Sager and colleagues have continued refining the hypothesis, and the scientific conversation remains open. The measured consensus as of the mid-2020s is this: Tamu Massif represents an exceptionally large and coherent volcanic feature, even if the precise boundaries of its internal architecture are still being investigated. Any authoritative account of the largest volcano on Earth must acknowledge that uncertainty honestly rather than paper over it with a confident superlative.

Side by Side: Mauna Loa and Tamu Massif Compared

Placing the two structures in direct comparison clarifies what each record actually means.
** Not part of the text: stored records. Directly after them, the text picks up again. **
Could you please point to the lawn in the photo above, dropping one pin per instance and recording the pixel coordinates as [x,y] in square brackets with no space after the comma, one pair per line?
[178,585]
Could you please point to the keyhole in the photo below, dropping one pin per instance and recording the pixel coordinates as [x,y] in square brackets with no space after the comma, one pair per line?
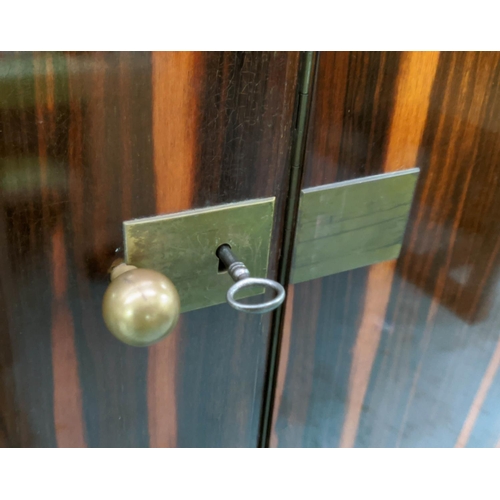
[221,268]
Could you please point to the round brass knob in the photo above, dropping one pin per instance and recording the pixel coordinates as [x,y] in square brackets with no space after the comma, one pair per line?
[140,306]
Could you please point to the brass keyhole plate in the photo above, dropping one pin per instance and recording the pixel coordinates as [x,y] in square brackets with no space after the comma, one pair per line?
[182,246]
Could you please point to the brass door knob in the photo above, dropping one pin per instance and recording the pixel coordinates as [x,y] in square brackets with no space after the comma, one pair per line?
[140,306]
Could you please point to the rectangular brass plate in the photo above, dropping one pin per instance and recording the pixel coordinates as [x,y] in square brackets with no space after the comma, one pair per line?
[182,246]
[351,224]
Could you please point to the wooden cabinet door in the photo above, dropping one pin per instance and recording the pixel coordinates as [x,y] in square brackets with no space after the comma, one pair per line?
[88,140]
[403,353]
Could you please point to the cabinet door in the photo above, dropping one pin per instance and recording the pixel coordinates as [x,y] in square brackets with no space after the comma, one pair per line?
[403,353]
[88,140]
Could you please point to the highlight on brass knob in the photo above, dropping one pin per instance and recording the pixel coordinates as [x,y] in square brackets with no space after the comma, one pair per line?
[140,306]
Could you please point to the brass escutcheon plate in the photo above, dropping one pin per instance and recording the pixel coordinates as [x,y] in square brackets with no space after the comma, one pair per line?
[182,246]
[346,225]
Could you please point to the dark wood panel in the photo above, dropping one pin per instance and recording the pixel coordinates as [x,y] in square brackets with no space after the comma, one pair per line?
[406,352]
[88,140]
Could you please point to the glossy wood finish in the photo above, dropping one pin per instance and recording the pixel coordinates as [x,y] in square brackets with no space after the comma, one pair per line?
[88,140]
[407,352]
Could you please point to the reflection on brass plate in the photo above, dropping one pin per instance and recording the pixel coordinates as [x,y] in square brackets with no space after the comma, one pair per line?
[351,224]
[182,246]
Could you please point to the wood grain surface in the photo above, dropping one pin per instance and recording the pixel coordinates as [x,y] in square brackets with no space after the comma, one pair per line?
[403,353]
[88,140]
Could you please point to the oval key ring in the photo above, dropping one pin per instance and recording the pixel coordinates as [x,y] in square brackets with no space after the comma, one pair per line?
[241,275]
[263,307]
• Mauna Loa: Active; last erupted November 2022. Estimated volume approximately 75,000 cubic kilometers. Rises roughly 9 kilometers from seafloor to summit. Continuously monitored. Largest active volcano on Earth by mass and volume.
• Tamu Massif: Dormant for an estimated 145 million years. Base approximately 400 miles across. Entirely submerged, roughly 6,500 feet beneath the Pacific surface. Largest individual volcanic structure mapped on Earth by areal footprint, pending final confirmation of its single-volcano classification.

The most precise summary is also the least satisfying for a headline: Mauna Loa is the largest volcano by mass and volume; Tamu Massif is the largest by geographic extent, though its precise classification continues to be refined. Both statements are accurate. They answer different versions of the same question.

Why Hidden Giants Matter Beyond the Record Books

The scientific importance of Tamu Massif extends well beyond settling a trivia dispute. It belongs to a category geologists call large igneous provinces, or LIPs — regions where massive, rapid outpourings of lava reshaped large sections of the planet’s surface. Research has linked certain LIP events to significant shifts in ocean chemistry, sea-level change, and, in some documented cases, mass extinction events in Earth’s deep past. Understanding how and why these episodes occurred is central to reconstructing the planet’s environmental history.

Mapping Tamu Massif and structures like it also helps geophysicists build more accurate models of mantle dynamics — specifically, the mechanisms by which heat escapes from Earth’s interior over geological timescales. Those models have relevance not only to Earth science but to understanding volcanic and tectonic processes on rocky planets throughout the solar system.

On a more practical level, studying dormant submarine volcanoes improves scientists’ ability to distinguish genuinely extinct structures from those that retain the potential, under changed tectonic conditions, to reactivate. Knowing where the world’s largest volcanic structures are located is a prerequisite for assessing whatever long-term hazards, if any, they might eventually pose.

As sonar technology improves and ocean-drilling programs expand their reach into underexplored sections of the seafloor, researchers expect to identify and reclassify additional submarine volcanic features. The record for Earth’s largest volcano — however that superlative is precisely defined — may not be finished being written. Tamu Massif demonstrated in 2013 that the ocean floor still holds surprises of continental proportions. There is little scientific reason to think it was the last one.